LOBRA
Vivía allá, donde los postes de luz aún se negaban a llegar. Un sitio con caminos que se retorcían en recuerdos oscuros.
Ahí el grillo compró la noche, o talvez se la fue robando al monte el cual nunca le supo dar un buen fin. Lo cierto era que ahí vivía, temeroso de un futuro que lo hería sin querer.
Le gustaba platicar con las estrellas, escucharlas, disfrutar de aquel lenguaje tan parecido al de los arroyos que a ratos se vestían de invierno.
Su nombre... Lobra.
Cuando nació, le mostraron dos opciones a escoger: arrastrarse por la tierra o crecer o crecer...
Escogió una y empezó a soñar.
Todo en la vida tiene una promesa y la suya era grande, inmensa.
Había escogido ser un árbol, uno de esos que crecen sin parar a menos que...
Y recordó lo que una luz le había contado en el momento en que dispuso no ser serpiente.
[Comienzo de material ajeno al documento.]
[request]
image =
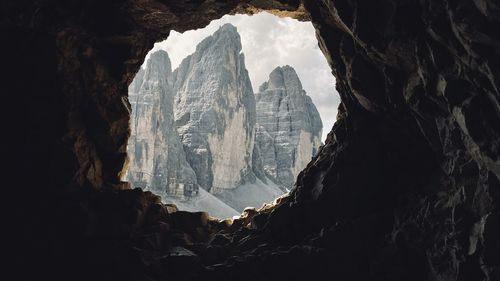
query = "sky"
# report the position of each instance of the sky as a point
(268, 42)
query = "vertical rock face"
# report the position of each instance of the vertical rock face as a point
(215, 111)
(157, 157)
(289, 127)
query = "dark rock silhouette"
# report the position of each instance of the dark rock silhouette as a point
(406, 186)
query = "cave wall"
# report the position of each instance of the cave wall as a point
(406, 187)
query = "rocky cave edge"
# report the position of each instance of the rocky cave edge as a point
(406, 186)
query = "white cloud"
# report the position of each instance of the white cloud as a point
(268, 42)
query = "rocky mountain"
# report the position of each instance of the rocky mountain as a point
(289, 126)
(203, 140)
(156, 156)
(215, 111)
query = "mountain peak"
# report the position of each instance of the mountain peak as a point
(228, 28)
(283, 76)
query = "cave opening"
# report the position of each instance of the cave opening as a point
(225, 117)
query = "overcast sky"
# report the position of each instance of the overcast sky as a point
(268, 42)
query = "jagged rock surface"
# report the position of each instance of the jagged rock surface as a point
(157, 159)
(289, 127)
(215, 111)
(402, 189)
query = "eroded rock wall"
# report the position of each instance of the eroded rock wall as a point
(215, 111)
(157, 161)
(289, 127)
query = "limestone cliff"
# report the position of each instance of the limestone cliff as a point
(215, 111)
(289, 127)
(157, 159)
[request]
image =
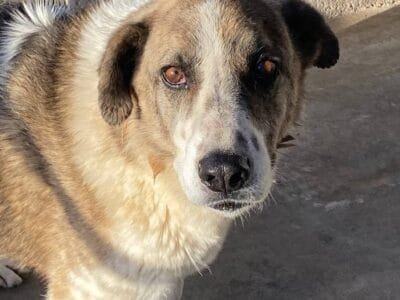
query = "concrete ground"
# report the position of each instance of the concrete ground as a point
(333, 231)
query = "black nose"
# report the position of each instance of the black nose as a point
(224, 173)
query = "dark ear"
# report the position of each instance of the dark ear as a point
(116, 94)
(314, 40)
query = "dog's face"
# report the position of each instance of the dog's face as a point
(213, 85)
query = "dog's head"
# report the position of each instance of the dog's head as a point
(213, 86)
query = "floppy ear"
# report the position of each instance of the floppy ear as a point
(314, 41)
(116, 93)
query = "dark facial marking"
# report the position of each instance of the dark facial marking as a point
(255, 143)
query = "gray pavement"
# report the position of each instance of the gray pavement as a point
(333, 229)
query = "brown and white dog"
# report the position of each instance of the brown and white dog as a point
(133, 132)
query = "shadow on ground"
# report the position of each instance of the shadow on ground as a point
(333, 231)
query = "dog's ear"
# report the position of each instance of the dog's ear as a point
(122, 55)
(313, 39)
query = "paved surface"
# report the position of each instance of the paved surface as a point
(333, 231)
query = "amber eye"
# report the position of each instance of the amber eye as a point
(267, 66)
(174, 77)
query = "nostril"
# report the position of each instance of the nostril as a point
(224, 173)
(236, 180)
(209, 178)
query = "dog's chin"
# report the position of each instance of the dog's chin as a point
(233, 208)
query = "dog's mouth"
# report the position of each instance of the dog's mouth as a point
(230, 206)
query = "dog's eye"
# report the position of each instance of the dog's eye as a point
(174, 77)
(267, 67)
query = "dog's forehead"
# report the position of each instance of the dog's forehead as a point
(201, 26)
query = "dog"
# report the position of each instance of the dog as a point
(133, 132)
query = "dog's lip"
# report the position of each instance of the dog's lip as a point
(230, 206)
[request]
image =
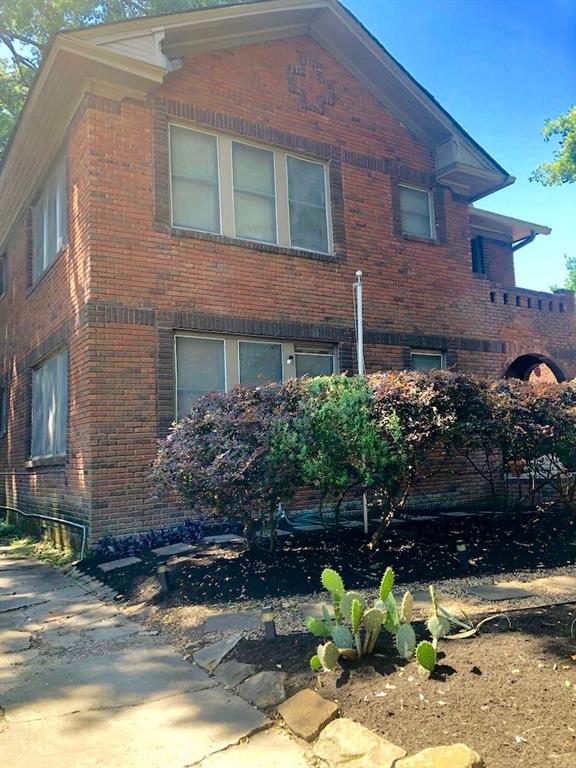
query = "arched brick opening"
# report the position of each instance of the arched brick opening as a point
(532, 367)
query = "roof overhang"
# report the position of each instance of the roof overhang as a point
(71, 69)
(505, 228)
(135, 56)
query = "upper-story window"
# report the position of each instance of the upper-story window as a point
(416, 212)
(3, 273)
(477, 248)
(427, 360)
(242, 190)
(50, 216)
(50, 406)
(3, 410)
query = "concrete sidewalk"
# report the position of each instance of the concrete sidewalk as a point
(82, 686)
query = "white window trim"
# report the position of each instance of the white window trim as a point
(196, 336)
(61, 219)
(218, 166)
(44, 361)
(232, 356)
(276, 342)
(276, 206)
(429, 353)
(431, 214)
(226, 190)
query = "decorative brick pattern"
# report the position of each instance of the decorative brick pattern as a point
(307, 80)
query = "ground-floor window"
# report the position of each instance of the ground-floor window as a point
(427, 360)
(206, 363)
(50, 406)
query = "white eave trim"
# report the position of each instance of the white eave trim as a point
(502, 227)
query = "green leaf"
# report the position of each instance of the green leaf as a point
(406, 641)
(316, 664)
(438, 626)
(317, 627)
(332, 581)
(386, 584)
(392, 620)
(426, 655)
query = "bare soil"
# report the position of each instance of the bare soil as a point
(508, 693)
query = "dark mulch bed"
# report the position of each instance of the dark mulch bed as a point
(504, 693)
(418, 553)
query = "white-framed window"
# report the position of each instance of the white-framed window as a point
(248, 191)
(3, 410)
(50, 406)
(3, 274)
(427, 360)
(416, 211)
(212, 363)
(50, 219)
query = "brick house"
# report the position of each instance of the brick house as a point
(183, 206)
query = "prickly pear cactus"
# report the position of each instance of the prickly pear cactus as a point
(317, 627)
(438, 626)
(342, 637)
(316, 664)
(407, 608)
(328, 655)
(426, 655)
(373, 620)
(406, 641)
(392, 620)
(346, 604)
(386, 584)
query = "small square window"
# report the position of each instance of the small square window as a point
(416, 212)
(427, 361)
(260, 362)
(200, 368)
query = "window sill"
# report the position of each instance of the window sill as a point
(420, 239)
(46, 461)
(254, 245)
(46, 272)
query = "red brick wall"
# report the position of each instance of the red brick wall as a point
(127, 281)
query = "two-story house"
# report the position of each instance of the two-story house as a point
(183, 207)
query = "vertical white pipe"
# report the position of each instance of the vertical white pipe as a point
(360, 358)
(359, 324)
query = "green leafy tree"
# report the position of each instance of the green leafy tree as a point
(562, 169)
(342, 450)
(27, 26)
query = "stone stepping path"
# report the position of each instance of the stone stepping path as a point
(232, 622)
(173, 549)
(504, 590)
(307, 713)
(124, 562)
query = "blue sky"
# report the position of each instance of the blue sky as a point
(500, 67)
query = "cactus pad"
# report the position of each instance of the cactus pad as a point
(406, 641)
(328, 655)
(426, 655)
(317, 627)
(438, 626)
(386, 584)
(346, 604)
(356, 615)
(407, 608)
(315, 664)
(332, 581)
(373, 619)
(342, 637)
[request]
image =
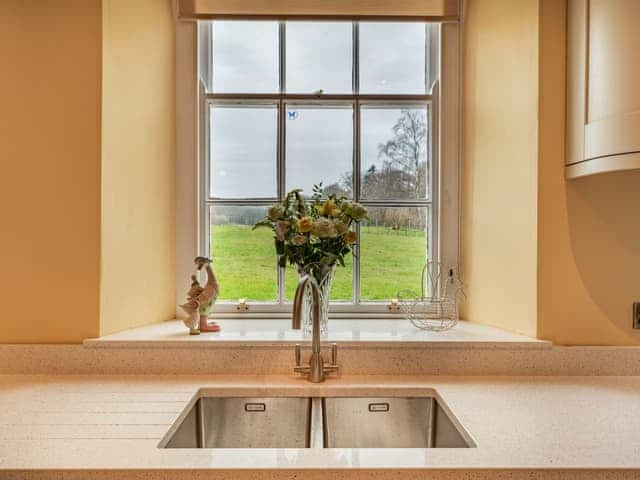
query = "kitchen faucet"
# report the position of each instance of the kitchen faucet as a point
(316, 371)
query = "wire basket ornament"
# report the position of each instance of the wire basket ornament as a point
(436, 308)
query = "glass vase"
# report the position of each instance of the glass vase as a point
(325, 281)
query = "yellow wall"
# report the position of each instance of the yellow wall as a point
(583, 276)
(499, 162)
(138, 164)
(49, 170)
(589, 229)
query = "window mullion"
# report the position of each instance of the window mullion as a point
(356, 158)
(280, 166)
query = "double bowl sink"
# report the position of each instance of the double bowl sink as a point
(328, 422)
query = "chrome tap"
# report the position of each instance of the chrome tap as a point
(317, 370)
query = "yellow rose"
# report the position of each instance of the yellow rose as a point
(350, 237)
(326, 208)
(324, 228)
(304, 225)
(341, 227)
(298, 240)
(358, 212)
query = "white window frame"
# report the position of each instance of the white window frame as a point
(192, 108)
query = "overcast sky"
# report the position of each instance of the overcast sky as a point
(319, 140)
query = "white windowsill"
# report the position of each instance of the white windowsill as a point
(391, 333)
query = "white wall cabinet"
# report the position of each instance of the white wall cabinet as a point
(603, 86)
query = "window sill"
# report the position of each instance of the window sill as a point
(354, 333)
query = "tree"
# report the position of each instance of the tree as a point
(405, 154)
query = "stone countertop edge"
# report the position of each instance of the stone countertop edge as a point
(351, 334)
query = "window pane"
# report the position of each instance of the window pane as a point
(319, 57)
(392, 57)
(393, 251)
(245, 57)
(319, 148)
(243, 151)
(394, 153)
(342, 289)
(244, 260)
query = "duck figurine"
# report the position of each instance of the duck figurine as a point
(200, 300)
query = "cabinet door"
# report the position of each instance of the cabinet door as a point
(603, 82)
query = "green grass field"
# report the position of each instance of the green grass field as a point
(244, 262)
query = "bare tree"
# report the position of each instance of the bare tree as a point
(405, 154)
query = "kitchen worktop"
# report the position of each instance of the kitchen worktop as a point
(353, 333)
(114, 423)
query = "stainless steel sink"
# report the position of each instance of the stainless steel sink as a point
(291, 422)
(389, 423)
(244, 423)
Aquello venía de atrás, de muy atrás, cuando el tiempo se empezó a contar en nuestro mundo. Árbol y serpiente fueron las dos únicas creaciones de la Naturaleza que el Señor permitió tener decisión de ser esto o aquello, antes de incursionar en el ciclo de la vida.
Y así fue, cada vez que una semilla no nacía, de seguro una serpiente lo haría.
Pero que hay de la promesa a los que crecen y crecen.
Lobra recordaba muy bien aquellas palabras: Si en tu corto paso por esta tierra, logras crecer y crecer sin ser visto ni tocado por un ser humano, ganarás el derecho de vivir eternamente en los jardines del Edén cuando acabe tu existencia.
Sin olvidar que es por ustedes que guardo un cielo para los hombres, las oraciones que me elevan día a día detienen mi ira contra esta raza..
Son ustedes sus guardianes y entre más alto se eleven, más presto estaré a escuchar sus rezos y bañarlos con mi perdón.
¡ Qué lástima que no lo sepan !
¡ Qué pena que la caridad siga sin conocer a la gratitud !
Cientos de gotas espantaron los recuerdos y Lobra se estiró feliz, esperanzado de crecer.
Amaba a la hormiga que subía por sus ramas.
A la ardilla y sus crías, a las aves y su canto.
A ese viento que en las tardes le contaba mil historias y en las noches aullaba semejante a una fiera.
Se encariñó con la vida, con el cielo, con sus astros.
Aprendió hábilmente a engañar al tiempo, a formar seres y cosas con las nubes y los sueños.
Una tarde conoció a una serpiente, dialogaron tanto, que los años arañaron su piel.
Vivió mucho, muchísimo sin dejar de crecer y cuando un día los hombres posaron sus miradas sobre él, ya no estaba, a pesar de que el viento tarde a tarde le seguía contando sus historias.